June Lyons is out on patrol one evening, just checking on the town and its sleeping inhabitants. She comes across a fire in an abandoned factory and rescues a woman who was inside and badly burned. The woman is unidentified and in a coma, and June must try and figure out not only who she is, but why she was there.
The follow-up investigation from the fire uncovers a second woman, one whose body is found in a sealed barrel. Remembering back to her father’s time on the force, June is convinced that the body is Luisa Lawler, a woman whose husband was imprisoned for her death. June’s father was the investigating officer, and even though the body was never found, he got a conviction. June truly believes she’s found Luisa’s body, but the evidence eventually shows that it isn’t Luisa in the barrel. June begins to doubt the investigation all those years ago, her father’s work as a police officer, and the conviction of Bernie Lawler, Luisa’s husband, for the crime.

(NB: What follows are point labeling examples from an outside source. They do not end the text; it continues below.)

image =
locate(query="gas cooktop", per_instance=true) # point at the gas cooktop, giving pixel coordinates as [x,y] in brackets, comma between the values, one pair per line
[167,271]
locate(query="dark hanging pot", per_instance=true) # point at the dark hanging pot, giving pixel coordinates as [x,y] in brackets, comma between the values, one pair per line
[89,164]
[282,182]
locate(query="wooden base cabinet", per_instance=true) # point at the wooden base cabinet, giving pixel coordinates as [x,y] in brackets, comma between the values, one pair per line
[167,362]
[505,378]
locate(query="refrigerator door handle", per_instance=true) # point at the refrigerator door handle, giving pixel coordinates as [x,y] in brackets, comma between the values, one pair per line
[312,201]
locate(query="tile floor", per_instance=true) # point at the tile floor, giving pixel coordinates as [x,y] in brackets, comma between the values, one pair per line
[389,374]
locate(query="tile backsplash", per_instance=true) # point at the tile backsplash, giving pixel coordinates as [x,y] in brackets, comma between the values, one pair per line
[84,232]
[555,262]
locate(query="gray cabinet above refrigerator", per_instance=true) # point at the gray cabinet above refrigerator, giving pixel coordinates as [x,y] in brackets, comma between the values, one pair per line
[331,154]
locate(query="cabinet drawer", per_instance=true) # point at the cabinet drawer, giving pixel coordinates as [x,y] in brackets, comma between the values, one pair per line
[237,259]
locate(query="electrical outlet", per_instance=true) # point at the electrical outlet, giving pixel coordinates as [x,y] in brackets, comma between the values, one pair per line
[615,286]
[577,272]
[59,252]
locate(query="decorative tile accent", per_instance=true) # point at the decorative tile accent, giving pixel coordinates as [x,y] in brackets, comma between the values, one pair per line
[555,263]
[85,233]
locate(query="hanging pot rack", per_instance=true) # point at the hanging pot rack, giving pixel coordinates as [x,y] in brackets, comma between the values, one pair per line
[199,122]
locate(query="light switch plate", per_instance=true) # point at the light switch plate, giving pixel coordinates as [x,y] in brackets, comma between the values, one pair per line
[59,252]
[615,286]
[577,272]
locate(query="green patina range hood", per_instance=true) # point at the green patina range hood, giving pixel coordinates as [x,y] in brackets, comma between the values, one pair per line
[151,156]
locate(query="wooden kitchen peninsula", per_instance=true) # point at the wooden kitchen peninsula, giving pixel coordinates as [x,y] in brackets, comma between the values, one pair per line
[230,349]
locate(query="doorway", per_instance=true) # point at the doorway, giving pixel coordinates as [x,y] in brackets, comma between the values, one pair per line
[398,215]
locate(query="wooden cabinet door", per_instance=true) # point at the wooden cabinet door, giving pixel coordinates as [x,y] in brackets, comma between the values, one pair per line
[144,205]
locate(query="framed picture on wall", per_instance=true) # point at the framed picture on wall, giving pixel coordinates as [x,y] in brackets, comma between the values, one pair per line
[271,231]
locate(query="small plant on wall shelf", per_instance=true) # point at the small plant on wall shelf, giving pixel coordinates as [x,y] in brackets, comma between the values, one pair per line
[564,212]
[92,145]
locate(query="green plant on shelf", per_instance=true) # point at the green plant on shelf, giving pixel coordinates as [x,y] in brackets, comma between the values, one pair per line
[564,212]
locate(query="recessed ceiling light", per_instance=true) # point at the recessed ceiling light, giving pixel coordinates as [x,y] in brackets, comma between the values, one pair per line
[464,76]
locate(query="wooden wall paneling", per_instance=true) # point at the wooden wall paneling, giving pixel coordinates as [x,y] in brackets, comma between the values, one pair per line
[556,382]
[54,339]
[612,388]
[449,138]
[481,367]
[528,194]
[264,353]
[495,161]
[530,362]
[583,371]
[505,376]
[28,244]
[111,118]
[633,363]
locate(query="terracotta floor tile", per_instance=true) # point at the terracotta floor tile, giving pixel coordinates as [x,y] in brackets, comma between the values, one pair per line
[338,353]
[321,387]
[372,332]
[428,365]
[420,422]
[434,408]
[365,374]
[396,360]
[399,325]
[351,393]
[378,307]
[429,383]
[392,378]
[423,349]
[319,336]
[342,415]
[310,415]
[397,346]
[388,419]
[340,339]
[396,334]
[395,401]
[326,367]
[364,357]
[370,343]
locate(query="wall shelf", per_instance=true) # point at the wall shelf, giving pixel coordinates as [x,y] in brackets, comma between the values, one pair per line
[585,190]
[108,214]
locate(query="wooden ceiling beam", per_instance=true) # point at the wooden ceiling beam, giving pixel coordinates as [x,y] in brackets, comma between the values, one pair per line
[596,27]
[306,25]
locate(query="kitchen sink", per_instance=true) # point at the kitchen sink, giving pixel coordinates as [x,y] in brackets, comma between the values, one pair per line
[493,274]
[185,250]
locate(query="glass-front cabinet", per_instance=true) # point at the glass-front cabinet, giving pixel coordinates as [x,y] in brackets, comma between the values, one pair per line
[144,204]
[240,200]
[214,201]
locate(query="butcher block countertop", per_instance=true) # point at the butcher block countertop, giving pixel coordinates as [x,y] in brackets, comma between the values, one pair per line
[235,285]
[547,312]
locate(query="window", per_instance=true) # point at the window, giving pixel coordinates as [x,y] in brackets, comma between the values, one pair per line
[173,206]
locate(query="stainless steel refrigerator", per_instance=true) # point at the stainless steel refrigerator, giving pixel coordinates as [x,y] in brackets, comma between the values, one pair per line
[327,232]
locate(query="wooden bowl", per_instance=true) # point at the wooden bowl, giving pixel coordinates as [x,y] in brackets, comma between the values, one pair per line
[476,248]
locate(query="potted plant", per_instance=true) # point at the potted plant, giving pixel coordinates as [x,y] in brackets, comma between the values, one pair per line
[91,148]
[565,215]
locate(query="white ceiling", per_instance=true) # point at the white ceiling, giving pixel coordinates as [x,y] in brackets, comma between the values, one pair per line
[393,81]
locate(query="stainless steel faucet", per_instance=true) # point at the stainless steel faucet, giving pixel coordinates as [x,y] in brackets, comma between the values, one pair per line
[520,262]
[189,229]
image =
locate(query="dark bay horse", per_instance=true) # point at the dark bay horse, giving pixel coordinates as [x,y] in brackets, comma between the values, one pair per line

The characters in this book fascinated me. They had layers and layers to peel away, and many dimensions to delve into. Their actions and motivations set the series of events in motion that gave rise to the plot, yet until you got into their heads, you didn’t know the whys or hows. Once you do, it is as surprising and satisfying as any well told story.
Hopewell Falls (which I believe is a fictional town) is in upstate New York, and was the perfect place for the setting of this book. The townspeople had such a history and involvement with each other, that you never felt like you were seeing everything behind their actions. A big city doesn’t give you the same kind of interactions, history, and prejudices. As June investigated to peel back the layers, so did the reader. The conclusion was surprising and I enjoyed trying to piece together the clues.
The book was provided to Mystery Playground by the Publisher. The review is fair and independent.